I have cooked things.

I have curried a chicken in sweet yoghurt and coconut. I have cooked meatballs in cream and tomato sauce. I have baked potatoes stuffed with peppery cheese and ham. I have cooked what Mark refers to as a pottage, which is a rich stew of nuts and vegetables steeped for hours in herbs and cream and wine and tomatoes, with a little bacon as a gesture towards our carnivorous status. I have cooked brown rice and jasmine rice and wild rice, frying them in butter and then simmering them gently for ages in their pans of spices and stock.

After that I beat cream and honey yoghurt and cream cheese with some brown sugar and blueberries and raspberries and chopped strawberries so that we could still eat puddings without getting scurvy.

When I went out I left a chicken on a slow six-hour roast in the oven, with salt and garlic and peppery spices rubbed underneath its skin to soak into it as it steams.

I am feeling very self-righteously pleased with myself. I am going to be guaranteed a place in Heaven because I feed my family so well and thoughtfully.
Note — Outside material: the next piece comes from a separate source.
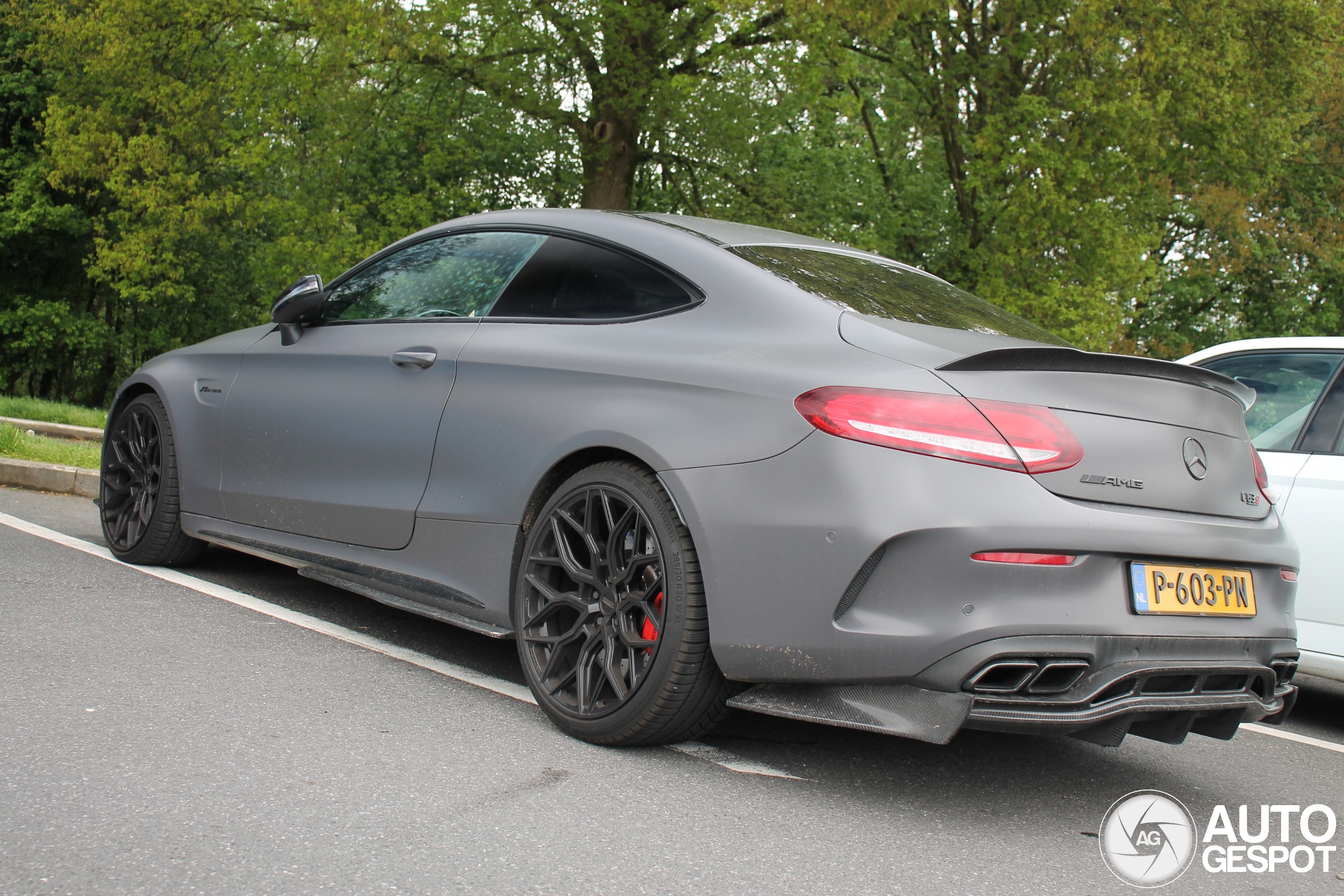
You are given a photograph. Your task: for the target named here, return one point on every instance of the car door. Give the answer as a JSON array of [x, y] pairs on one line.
[[555, 358], [1315, 513], [332, 437]]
Actually I feed me well and thoughtfully, the family just happen to share it. I am not so much an enthusiastic cook as an enthusiastic eater.

In fact I am trying to clear the decks so that I can get on and write the sequel to the adventure story that nobody has bought yet.

I have still heard as good as nothing about this. I have sent it to several agents who I thought might like it, and to a few more who I thought probably wouldn’t, because of their existing client lists and self-reported tastes. One or two of the last group have replied saying ‘not for us but thanks.’ One of them even added a note to say ‘but I do think it’s jolly well written’, which was kind.

None of the first group have replied at all, even the ones who promise that they will get back to you with a definite yes or no.

I must have just hit a glut in the literary market, maybe hundreds of other people have overspent at Christmas as well and tried their luck at making a fortune from the written word.

In fact I am quite pleased by the silence, because it is not nice when somebody tells you to buzz off, even if you know really that they only represent serious writers of political biography and historical analysis. It is much nicer to think that my story is still out there, hopefully trying its luck in the world, patiently waiting in the quiet corner of somebody’s office to be noticed.

I think it would be horrible to have had it sent back from the very last place and know that I didn’t have a story anywhere at all in the world except in my Desktop folder.

In consequence of this I have decided that I am going to get on with Son of Story, and also send the first to a few more agents, just so that I can keep it going.

Obviously I can’t do this in a dusty house with an empty fridge.

Hence I have spent several days dusting and refilling depleted food supplies, and soon I will be able to get on with it with a clear conscience. I am looking forward to this moment, not least because I have done something uncomfortable to my sciatic nerve, and sitting down jobs are by far and away my favourite sort at the moment.

I looked this up on the Internet today in the hope that it would prescribe complete bed rest for a fortnight, but disappointingly it said to do some stretching exercises and that it would probably get better by itself. I was not impressed with this.

Mark has spent the day working on the camper van. I attach the above photograph as an example of what a well-fed man can do.